You may want to rebuild this image if the existing one alexmerced/iceberg-starter
doesn't work for your architecture (Mainly for ARM users).
-
Make sure you have docker installed
-
create an empty folder
-
In the folder create a file called
DOCKERFILE
with the following:
## Starting from Ubuntu
FROM ubuntu:latest
## Create a Non-Root User
RUN apt-get update && apt-get -y install sudo && apt-get install wget -y && apt-get install curl -y
RUN useradd -m docker && echo "docker:docker" | chpasswd && adduser docker sudo
RUN echo '%sudo ALL=(ALL) NOPASSWD:ALL' >> /etc/sudoers
## Switch to Non-Root User
USER docker
## Set Home to Workdir
WORKDIR /home/docker/
## Install TZData
RUN DEBIAN_FRONTEND=noninteractive TZ="America/New York" sudo -E apt-get -y install tzdata
## Install Git
RUN sudo apt install git -y
## Install Java 17
RUN sudo wget https://download.java.net/java/GA/jdk17/0d483333a00540d886896bac774ff48b/35/GPL/openjdk-17_linux-x64_bin.tar.gz
RUN sudo tar xvf openjdk-17_linux-x64_bin.tar.gz
RUN sudo mv jdk-17 /opt/
RUN echo 'JAVA_HOME=/opt/jdk-17' >> ~/.bashrc
RUN echo 'PATH=$PATH:$JAVA_HOME/bin' >> ~/.bashrc
RUN echo "alias java17='/opt/jdk-17/bin/java'" >> ~/.bashrc
RUN . ~/.bashrc
## Install Java 11 for Spark
RUN sudo apt-get install openjdk-11-jdk -y
## Install Python 2 and Pip/Pip3
RUN sudo apt-get install python2 pip -y
## Insall Coursier
RUN curl -fL https://github.com/coursier/launchers/raw/master/cs-x86_64-pc-linux.gz | gzip -d > cs
RUN sudo chmod +x cs
RUN ./cs setup -y
RUN sudo ./cs install scala3
RUN sudo ./cs install scala3-compiler
RUN echo 'PATH=$PATH:~/.local/share/coursier/bin' >> ~/.bashrc
RUN . ~/.bashrc
## Install Apache Spark
RUN sudo apt-get install python3 python3-dev -y
RUN sudo wget https://dlcdn.apache.org/spark/spark-3.2.1/spark-3.2.1-bin-hadoop3.2.tgz
RUN sudo mkdir /opt/spark
# RUN sudo tar -xvzf spark-3.3.0-bin-hadoop3.2.tgz -C /opt/spark
RUN sudo tar -xf spark-3.2.1-bin-hadoop3.2.tgz -C /opt/spark --strip-component 1
RUN sudo chmod -R 777 /opt/spark
RUN echo 'SPARK_HOME=/opt/spark' >> ~/.bashrc
RUN echo 'PATH=$PATH:$SPARK_HOME/bin:$SPARK_HOME/sbin' >> ~/.bashrc
RUN echo 'PYSPARK_PYTHON=/usr/bin/python3' >> ~/.bashrc
RUN . ~/.bashrc
##COPY Sample Datafiles
COPY ./sampledata /home/docker/sampledata
## Start Container
ENTRYPOINT bash
- Open terminal in this folder and build the image with any name you'd like, I'll be calling it
myname/iceberg-starter
docker build -t myname/iceberg-starter .
Don't forget the period at the end as that tell docker to look in the current folder for a file called Dockerfile
. It will then begin building the container which may take an hour or so.
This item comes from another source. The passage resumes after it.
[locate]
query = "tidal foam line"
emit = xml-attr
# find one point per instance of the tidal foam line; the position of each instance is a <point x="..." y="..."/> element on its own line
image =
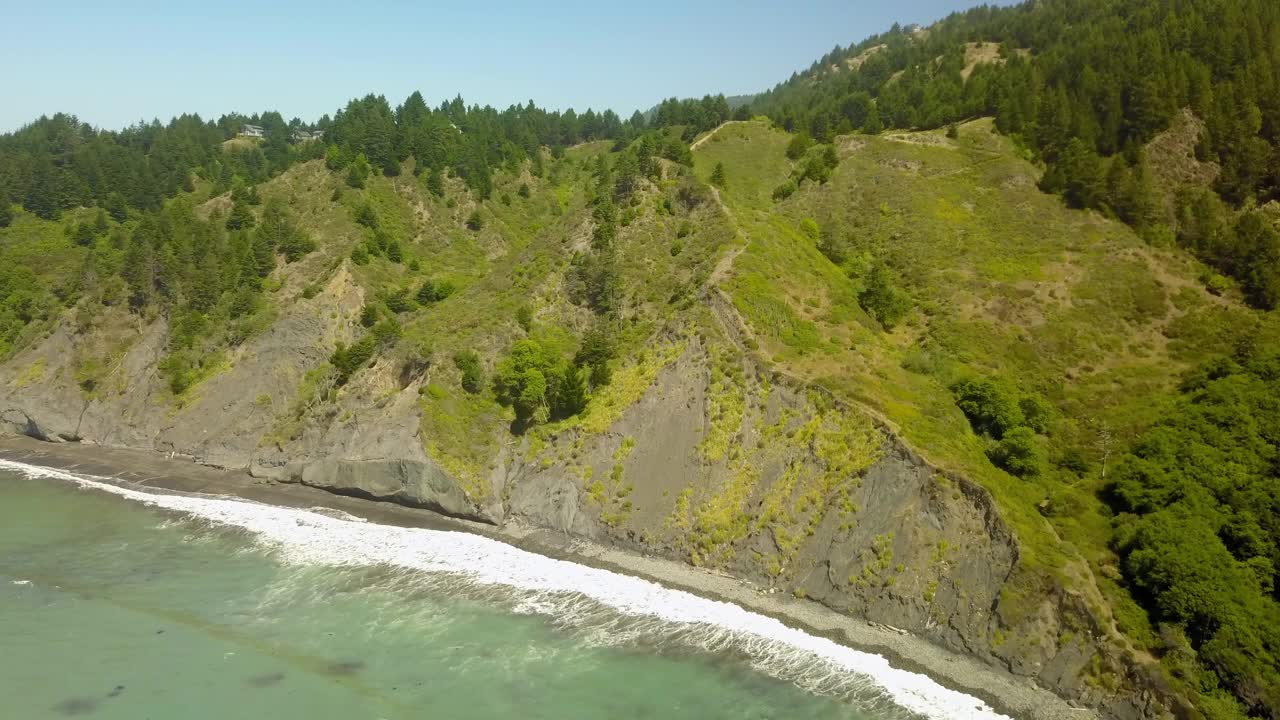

- Once the container is done building, you can run the container.
docker run --name iceberg-env -a myname/iceberg-starter
This will run the container and attach itself to terminal. You can exit this attached mode by running exit
.
Outside of attached mode you can use the following command to keep using the same env.
-
docker stop iceberg-env
stop the container -
docker start iceberg-env
turn the container on -
docker attach iceberg-env
attach to the container if its on